The extravagance of the plane stands in contrast to the low-key image cut by Mr. Brin and Mr. Page, whose lifestyle is less flashy than that of other Silicon Valley billionaires. They have been intensely private about the plane as they have been about all details of their private lives. Ever since the Navy decided to close operations at Moffett Field in the early 1990s, local communities have been opposed to expanding the airport’s use. In 1992, voters in Mountain View and Sunnyvale overwhelmingly rejected the idea of opening up Moffett Field to general aviation in nonbinding votes. A plan to open the field to air cargo companies like FedEx and UPS was shot down in the late 1990s, in part due to community opposition.

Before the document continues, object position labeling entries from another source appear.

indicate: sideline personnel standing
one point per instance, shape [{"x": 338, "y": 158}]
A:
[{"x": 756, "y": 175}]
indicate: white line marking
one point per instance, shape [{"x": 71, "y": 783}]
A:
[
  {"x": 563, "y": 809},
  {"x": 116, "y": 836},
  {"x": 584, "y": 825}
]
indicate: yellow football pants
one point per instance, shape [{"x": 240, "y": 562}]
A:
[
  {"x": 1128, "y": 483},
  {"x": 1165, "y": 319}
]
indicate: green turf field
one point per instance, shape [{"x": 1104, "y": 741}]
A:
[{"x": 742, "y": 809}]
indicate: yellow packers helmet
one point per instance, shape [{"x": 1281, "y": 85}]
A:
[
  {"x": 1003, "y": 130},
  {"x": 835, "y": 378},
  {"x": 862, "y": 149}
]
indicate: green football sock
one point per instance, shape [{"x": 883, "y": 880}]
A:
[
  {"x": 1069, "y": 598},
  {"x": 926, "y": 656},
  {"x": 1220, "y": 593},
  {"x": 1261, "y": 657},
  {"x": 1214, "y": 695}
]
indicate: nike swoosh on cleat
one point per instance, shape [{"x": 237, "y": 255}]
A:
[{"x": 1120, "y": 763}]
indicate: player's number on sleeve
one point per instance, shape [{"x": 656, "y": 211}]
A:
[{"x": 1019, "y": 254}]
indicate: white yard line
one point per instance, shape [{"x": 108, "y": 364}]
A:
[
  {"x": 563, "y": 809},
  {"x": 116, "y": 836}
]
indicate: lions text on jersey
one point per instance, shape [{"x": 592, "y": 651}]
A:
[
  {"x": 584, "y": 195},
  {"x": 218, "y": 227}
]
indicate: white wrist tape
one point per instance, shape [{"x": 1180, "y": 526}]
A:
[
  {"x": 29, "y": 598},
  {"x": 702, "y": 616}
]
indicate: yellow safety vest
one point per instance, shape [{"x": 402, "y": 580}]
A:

Mr. Zornetzer said NASA was not expecting the deal to create a large number of new flights at Moffett. While two other private parties are allowed to use the airfield, a helicopter operator and Lockheed Martin, none of those agreements are for flying private jets. NASA officials said it has no agreements allowing private jets to land at any of its other facilities. As news of the jet’s presence at Moffett Field spread, private jet owners and operators have begun coveting the airfield.

“Everyone who operates private jets or owns them has been eyeing that gorgeous runway eager to take off from there,” said Nicholas Solinger, chief strategy officer for XOJET, a private aviation company. Mr. Solinger said Moffett was far better situated for most Silicon Valley executives than the airports at San Jose and San Francisco. “People will now redouble their efforts to get access to that airfield,” he said.

"Redouble?" "Green with envy?" Never mind that - you can bet your bottom dollar that Larry Ellison and the rest his buddies are going to be screaming bloody murder, and that within a relatively short period of time one of two things will happen: either the Google chiefs will have to park their plane somewhere else, or they won't be the only ones at Moffett.

Just something to keep in mind while you're taking off your shoes and throwing away all those dangerous >3.4 oz. liquids at the airport security checkpoint. Isn't flying in the USA fun? For these guys, it most definitely is.